Frank Dunlop is well used to flirting with controversy. His role as co-presenter of the RTE political discussion programme Later with Finlay and Dunlop was attacked by critics, who saw it as an advertisement for the lobbying work of the two presenters.

RTE first parted company with Dunlop, then axed the programme "for budgetary reasons".

The "balls of iron" remark was made in 1993 after he failed to get rezoning for lands in north Dublin on which he had acquired an option. Local residents in Baldoyle had vigorously opposed the move. His own stab at a bit of property speculation "didn't quite work out as I planned", he told the tribunal this week.

He was the first to tread a now familiar path leading to a career as a lobbyist. First, get a grounding in media matters as a journalist, then head for Fianna Fail for the party contacts.

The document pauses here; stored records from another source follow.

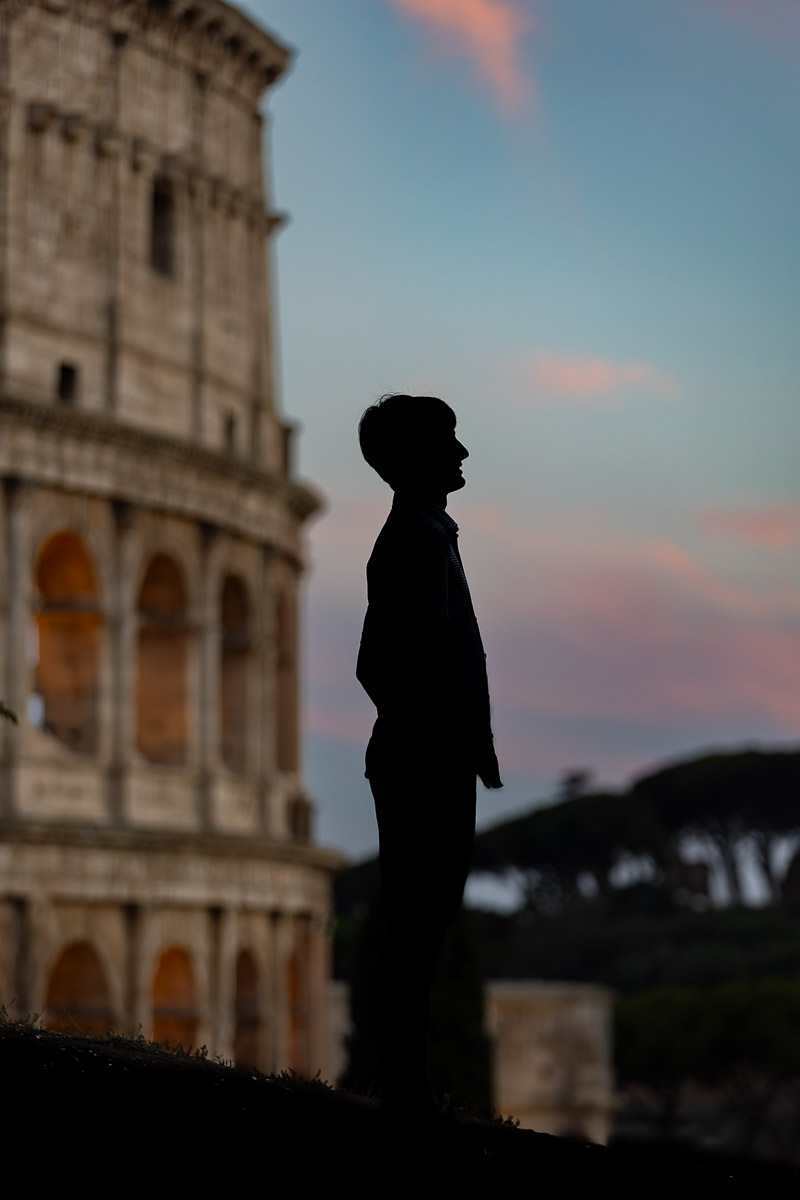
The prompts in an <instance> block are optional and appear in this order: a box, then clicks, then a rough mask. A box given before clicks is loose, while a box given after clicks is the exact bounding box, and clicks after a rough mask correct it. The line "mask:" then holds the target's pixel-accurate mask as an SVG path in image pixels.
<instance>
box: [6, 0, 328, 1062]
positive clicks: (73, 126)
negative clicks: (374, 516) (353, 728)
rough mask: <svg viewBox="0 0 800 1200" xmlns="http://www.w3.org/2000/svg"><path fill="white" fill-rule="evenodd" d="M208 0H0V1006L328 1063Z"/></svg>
mask: <svg viewBox="0 0 800 1200" xmlns="http://www.w3.org/2000/svg"><path fill="white" fill-rule="evenodd" d="M288 61H289V55H288V52H287V50H285V49H284V48H283V47H282V46H281V44H279V43H278V42H276V41H275V40H273V38H272V37H271V36H270V35H267V34H266V32H264V31H261V30H260V29H257V28H255V26H254V25H253V24H252V23H251V22H249V20H247V19H246V18H245V17H243V16H242V14H240V13H239V12H237V11H236V10H235V8H231V7H230V6H229V5H227V4H223V2H221V0H149V2H148V0H5V2H4V4H2V5H1V6H0V475H1V476H2V490H1V492H0V695H1V696H2V700H4V701H5V703H6V704H8V706H10V707H11V708H12V709H14V710H16V712H17V713H18V714H19V715H20V725H19V726H18V727H14V726H12V725H11V724H8V722H5V721H2V722H0V726H2V727H1V728H0V1002H2V1003H5V1004H6V1006H7V1007H8V1008H10V1009H11V1010H12V1012H16V1013H28V1012H31V1010H38V1012H41V1010H42V1009H43V1010H44V1021H46V1022H49V1024H54V1025H61V1026H65V1025H70V1024H76V1025H77V1026H78V1027H85V1028H97V1027H101V1026H103V1027H112V1026H113V1027H115V1028H121V1030H126V1031H131V1032H133V1031H136V1030H138V1028H142V1030H143V1032H144V1033H146V1034H150V1036H152V1034H154V1033H155V1036H157V1037H173V1038H174V1039H176V1040H185V1042H186V1040H191V1042H193V1044H196V1045H199V1044H206V1045H207V1046H209V1050H210V1051H211V1052H212V1054H219V1055H222V1056H223V1057H227V1058H236V1060H239V1061H240V1062H247V1063H251V1064H255V1066H259V1067H261V1068H264V1069H281V1068H284V1067H293V1068H295V1069H297V1070H300V1072H311V1073H313V1072H314V1070H317V1069H318V1068H320V1069H323V1070H325V1067H326V1062H327V1033H326V1014H325V1003H324V997H325V988H326V980H327V973H329V966H327V952H329V948H327V935H326V929H327V922H329V912H330V894H329V883H330V874H331V870H332V869H333V866H335V865H336V860H335V858H333V856H331V854H330V853H326V852H325V851H323V850H320V848H318V847H314V846H313V844H312V841H311V816H312V805H311V802H309V799H308V797H307V796H306V793H305V790H303V785H302V778H301V773H300V756H299V738H297V665H296V660H297V623H299V598H300V578H301V574H302V568H303V548H302V523H303V521H305V520H306V518H307V517H308V516H309V515H311V514H312V512H314V510H315V509H317V508H318V505H319V502H318V498H317V497H315V494H314V493H313V492H312V491H309V490H308V488H307V487H305V486H302V485H301V484H299V482H297V481H296V480H295V479H294V478H293V472H291V462H290V426H288V425H287V424H285V422H284V421H283V420H282V419H281V416H279V414H278V412H277V408H276V398H275V390H273V370H272V348H271V343H270V305H271V296H270V272H269V265H270V259H269V253H267V251H269V238H270V234H271V233H272V232H273V230H275V229H276V227H277V226H278V224H279V217H277V216H276V215H275V212H273V211H272V209H271V206H270V204H269V193H270V181H269V175H267V173H266V162H265V160H264V155H263V150H264V128H263V118H261V116H260V115H259V110H258V104H259V102H260V97H261V95H263V92H264V90H265V89H266V88H269V85H270V84H271V83H273V82H275V79H277V78H278V76H279V74H281V73H282V72H283V71H284V70H285V67H287V65H288Z"/></svg>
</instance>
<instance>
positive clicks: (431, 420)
mask: <svg viewBox="0 0 800 1200" xmlns="http://www.w3.org/2000/svg"><path fill="white" fill-rule="evenodd" d="M359 442H360V444H361V454H362V455H363V457H365V458H366V460H367V462H368V463H369V466H371V467H373V468H374V469H375V470H377V472H378V474H379V475H380V478H381V479H385V480H386V482H387V484H389V486H390V487H391V488H393V490H395V491H397V490H398V488H399V490H402V491H419V492H422V493H423V494H427V496H431V497H432V498H433V499H437V500H439V503H441V504H444V502H445V500H446V497H447V493H449V492H456V491H458V488H459V487H463V486H464V476H463V475H462V473H461V464H462V462H463V461H464V458H467V457H468V451H467V448H465V446H464V445H462V443H461V442H459V440H458V439H457V437H456V414H455V413H453V410H452V408H451V407H450V404H445V402H444V400H439V398H438V397H437V396H397V395H395V396H381V398H380V400H379V401H378V402H377V403H375V404H372V406H371V407H369V408H368V409H367V410H366V413H365V414H363V416H362V418H361V421H360V424H359Z"/></svg>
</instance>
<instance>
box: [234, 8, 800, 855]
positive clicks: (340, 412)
mask: <svg viewBox="0 0 800 1200" xmlns="http://www.w3.org/2000/svg"><path fill="white" fill-rule="evenodd" d="M240 7H242V8H243V10H245V11H247V12H248V13H249V14H251V16H252V17H254V18H255V19H257V20H258V22H259V23H260V24H263V25H264V26H265V28H267V29H269V30H270V31H271V32H273V34H275V35H276V36H277V37H278V38H279V40H281V41H283V42H285V43H288V44H290V46H291V47H294V48H295V49H296V50H297V58H296V61H295V64H294V68H293V71H291V73H290V74H289V76H288V78H287V79H285V80H284V82H283V83H282V84H281V85H279V88H278V89H277V90H276V92H275V95H273V97H272V98H271V101H270V113H271V140H272V161H273V179H272V182H271V186H272V197H273V203H275V205H276V206H277V208H278V209H279V210H285V211H287V212H288V214H289V215H290V217H291V222H290V224H289V226H288V227H287V228H285V229H284V230H283V233H282V234H281V235H279V238H278V240H277V246H276V257H277V268H278V270H277V290H278V305H279V323H278V331H279V342H281V354H282V364H281V378H282V395H283V409H284V412H285V413H287V414H288V416H289V418H290V419H293V420H296V421H299V422H300V424H301V433H300V440H299V469H300V474H301V475H302V476H303V478H305V479H307V480H309V481H311V482H313V484H314V485H315V486H317V487H318V488H319V490H320V492H321V493H323V494H324V497H325V502H326V511H325V514H324V515H323V516H321V517H319V518H318V520H315V522H314V523H313V526H312V527H311V529H309V557H311V564H312V565H311V571H309V575H308V578H307V602H306V649H305V658H306V661H305V678H306V685H305V689H306V695H305V728H306V734H305V744H306V751H305V757H306V769H307V779H308V784H309V790H311V792H312V794H313V797H314V798H315V800H317V802H318V805H319V823H318V839H319V840H320V841H321V842H324V844H326V845H331V846H336V847H339V848H342V850H344V851H345V852H348V853H350V854H354V856H362V854H366V853H368V852H372V851H373V850H374V848H375V846H377V830H375V824H374V815H373V809H372V800H371V796H369V791H368V786H367V782H366V780H365V779H363V750H365V745H366V742H367V739H368V736H369V730H371V725H372V720H373V716H374V714H373V709H372V706H371V704H369V702H368V700H367V698H366V696H363V694H362V692H361V690H360V688H359V685H357V683H356V680H355V676H354V668H355V656H356V650H357V644H359V637H360V632H361V623H362V619H363V612H365V605H366V582H365V564H366V560H367V558H368V556H369V551H371V548H372V544H373V541H374V538H375V535H377V533H378V530H379V529H380V526H381V523H383V521H384V518H385V515H386V511H387V509H389V505H390V502H391V493H390V492H389V490H387V488H386V486H385V485H384V484H381V481H380V480H379V479H378V478H377V475H374V474H373V473H372V472H371V470H369V468H368V467H367V466H366V464H365V463H363V462H362V460H361V456H360V452H359V446H357V439H356V426H357V421H359V416H360V414H361V412H362V410H363V409H365V408H366V407H367V404H369V403H372V402H373V401H374V400H375V398H377V397H378V396H380V395H381V394H383V392H386V391H411V392H425V394H433V395H440V396H441V397H443V398H445V400H446V401H447V402H449V403H450V404H452V407H453V408H455V409H456V412H457V414H458V436H459V438H461V439H462V440H463V442H464V443H465V445H467V446H468V448H469V450H470V456H469V458H468V460H467V462H465V464H464V474H465V476H467V488H465V490H464V491H463V492H459V493H457V494H456V496H453V497H452V498H451V503H450V509H449V510H450V511H451V514H452V516H453V517H455V518H456V521H458V523H459V526H461V529H462V534H461V547H462V552H463V557H464V563H465V566H467V571H468V576H469V580H470V586H471V590H473V595H474V600H475V607H476V611H477V616H479V620H480V623H481V630H482V634H483V641H485V643H486V649H487V654H488V670H489V684H491V688H492V697H493V712H494V728H495V740H497V746H498V755H499V758H500V767H501V774H503V776H504V780H505V782H506V787H505V788H504V790H503V791H500V792H487V791H485V790H483V788H481V787H479V824H487V823H491V822H495V821H498V820H500V818H501V817H505V816H507V815H510V814H511V812H516V811H519V810H521V809H523V808H525V806H530V805H531V804H533V803H534V802H541V800H543V799H547V798H552V797H553V794H554V790H555V785H557V780H558V778H559V775H560V774H561V773H563V772H565V770H567V769H570V768H588V769H591V770H593V772H594V773H595V775H596V781H597V782H599V784H608V785H624V784H625V782H626V781H627V780H630V779H631V778H632V776H634V775H636V774H637V773H640V772H643V770H644V769H646V768H649V767H651V766H655V764H657V763H662V762H664V761H668V760H673V758H678V757H685V756H688V755H691V754H694V752H699V751H700V750H703V749H706V748H710V746H715V748H730V749H733V748H739V746H742V745H745V744H747V745H768V746H769V745H788V744H790V743H794V744H795V745H796V743H798V738H799V733H800V467H799V466H798V457H799V454H798V451H799V442H800V438H799V437H798V425H799V421H798V409H799V404H798V378H799V377H800V330H799V328H798V317H799V312H800V120H799V116H800V4H798V0H602V2H599V0H251V2H248V4H242V5H240Z"/></svg>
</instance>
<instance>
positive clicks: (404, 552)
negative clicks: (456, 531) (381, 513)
mask: <svg viewBox="0 0 800 1200" xmlns="http://www.w3.org/2000/svg"><path fill="white" fill-rule="evenodd" d="M431 556H433V557H437V556H445V557H446V556H447V534H446V532H445V528H444V526H441V524H439V523H438V522H437V521H434V520H433V518H432V517H429V516H428V515H427V514H425V512H419V511H416V510H415V509H392V511H391V512H390V514H389V516H387V517H386V522H385V524H384V527H383V529H381V530H380V533H379V534H378V538H377V540H375V545H374V547H373V551H372V557H371V559H369V562H371V563H372V562H380V560H383V559H386V558H396V557H399V558H402V559H411V560H415V562H421V560H425V559H426V558H428V557H431Z"/></svg>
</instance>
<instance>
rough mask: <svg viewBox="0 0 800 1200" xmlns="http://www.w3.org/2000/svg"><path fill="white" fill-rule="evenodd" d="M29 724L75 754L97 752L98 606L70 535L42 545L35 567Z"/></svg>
mask: <svg viewBox="0 0 800 1200" xmlns="http://www.w3.org/2000/svg"><path fill="white" fill-rule="evenodd" d="M36 592H37V601H36V614H35V624H34V629H32V648H31V658H32V660H34V695H32V697H31V703H30V716H31V721H32V724H35V725H36V726H38V727H40V728H42V730H44V731H46V732H48V733H52V734H53V736H54V737H56V738H58V739H59V740H60V742H64V743H65V745H68V746H70V748H71V749H72V750H76V751H78V752H79V754H86V755H91V754H94V752H95V751H96V749H97V677H98V666H100V625H101V614H100V604H98V596H97V583H96V580H95V570H94V566H92V563H91V559H90V557H89V553H88V551H86V548H85V546H84V545H83V542H82V541H80V539H79V538H77V536H76V535H74V534H73V533H68V532H66V530H65V532H62V533H56V534H55V535H54V536H53V538H50V539H49V540H48V541H46V542H44V545H43V546H42V550H41V552H40V556H38V560H37V563H36Z"/></svg>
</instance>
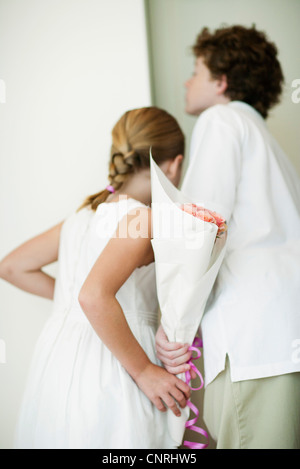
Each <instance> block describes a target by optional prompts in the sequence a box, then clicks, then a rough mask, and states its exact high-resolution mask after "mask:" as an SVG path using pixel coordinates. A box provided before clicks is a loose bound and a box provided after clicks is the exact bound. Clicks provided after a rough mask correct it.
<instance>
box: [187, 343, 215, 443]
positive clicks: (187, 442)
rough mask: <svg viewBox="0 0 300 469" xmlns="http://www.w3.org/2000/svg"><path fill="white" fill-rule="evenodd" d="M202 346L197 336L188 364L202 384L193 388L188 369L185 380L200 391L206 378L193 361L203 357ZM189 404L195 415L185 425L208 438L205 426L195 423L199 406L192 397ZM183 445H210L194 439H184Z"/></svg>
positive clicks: (188, 427) (197, 389)
mask: <svg viewBox="0 0 300 469" xmlns="http://www.w3.org/2000/svg"><path fill="white" fill-rule="evenodd" d="M200 347H201V348H202V347H203V343H202V340H201V339H200V338H199V337H195V339H194V341H193V344H192V345H191V347H189V350H191V351H192V352H196V356H194V357H193V356H192V357H191V358H190V359H189V361H188V364H189V365H190V367H191V368H192V369H193V370H194V371H195V373H196V374H197V375H198V376H199V378H200V382H201V384H200V386H199V387H198V388H192V387H191V385H190V382H191V374H190V371H186V372H185V381H186V383H187V384H188V385H189V386H190V388H191V390H192V391H198V390H199V389H202V388H203V385H204V380H203V377H202V374H201V373H200V371H199V370H198V369H197V367H196V365H194V363H193V360H197V358H199V357H201V352H200ZM187 405H188V406H189V408H190V409H191V411H192V412H194V414H195V417H194V418H192V419H190V420H188V421H187V422H186V424H185V427H186V428H189V429H190V430H192V431H194V432H197V433H200V435H203V436H204V437H205V438H206V439H207V440H208V439H209V437H208V434H207V432H206V431H205V430H204V429H203V428H200V427H198V426H196V425H195V423H196V422H197V420H198V417H199V411H198V409H197V407H196V406H195V405H194V404H193V403H192V402H191V401H190V399H189V400H188V401H187ZM183 445H184V446H186V447H187V448H191V449H205V448H207V447H208V443H196V442H193V441H184V442H183Z"/></svg>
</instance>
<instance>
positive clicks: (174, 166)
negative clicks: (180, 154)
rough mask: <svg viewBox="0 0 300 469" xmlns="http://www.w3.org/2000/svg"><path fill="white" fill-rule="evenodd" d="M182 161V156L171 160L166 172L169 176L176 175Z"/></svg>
mask: <svg viewBox="0 0 300 469" xmlns="http://www.w3.org/2000/svg"><path fill="white" fill-rule="evenodd" d="M182 161H183V155H177V156H176V157H175V158H174V159H173V160H171V161H170V164H169V168H168V172H169V175H170V176H174V175H175V174H177V172H178V170H179V169H180V168H181V165H182Z"/></svg>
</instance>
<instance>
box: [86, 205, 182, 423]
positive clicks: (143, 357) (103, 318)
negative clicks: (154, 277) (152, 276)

Learn about the workings of the Civil Service while in government, then take your knowledge and contacts book to a public relations company for a vastly increased salary. Finally, set up on your own, possibly taking

some of the clients with you. Thus, Dunlop joined RTE after studying history and politics in UCD, where he was in the Fianna Fail cumann. He worked on current affairs programmes in Dublin and spent some time in Belfast in the early 1970s.

He joined Fianna Fail as press officer in 1974, having been recruited by Jack Lynch during the party leader's driver to modernise the party. When Lynch romped home in the 1977 election, Dunlop was appointed the first Government press secretary at the age of 29.

That year he married Sheila Tuite, a Fianna Fail activist from Co Meath, where the Dunlops now live. (Shefran, the shelf company formed to receive O'Callaghan's fees, is an acronym of SHEila and FRANk.)

He survived the Haughey putsch, remaining in this post until Fianna Fail lost the 1981 election. Under the coalition government, he moved to the post of information officer in the Department of Education, before resuming his old job under Haughey in 1982.

That Government was short-lived, and in 1983 the Fine Gael Minister for Education, Gemma Hussey, removed Dunlop from the post of press officer amid suggestions she was getting a "bad press". Dunlop stayed on in the Civil Service for a period, then joined Murray Consultants in 1986. Three years later, he formed his own company, Frank Dunlop and Associates.

Apart from O'Callaghan, Dunlop has carried out work for the Construction Industry Federation and the City West project, also in west Dublin. He also advised Fianna Fail under Albert Reynolds on improving its public image.

Journalists who know him describe Dunlop as "impossible to dislike" and "intensely ambitious". "Frank is great company; knowledgeable, funny, full of anecdotes and good lines. He is driven and enjoys being out there on the edge," says one.

For someone in public relations, Dunlop's tribunal performance last week was remarkably free of soundbites. You sensed the witness was anxious not to add his contribution to the pantheon of memorable tribunal quotes.

But he isn't finished yet, and there won't be any Catherine Nevin verdict to distract from his return to the witness-box next Tuesday.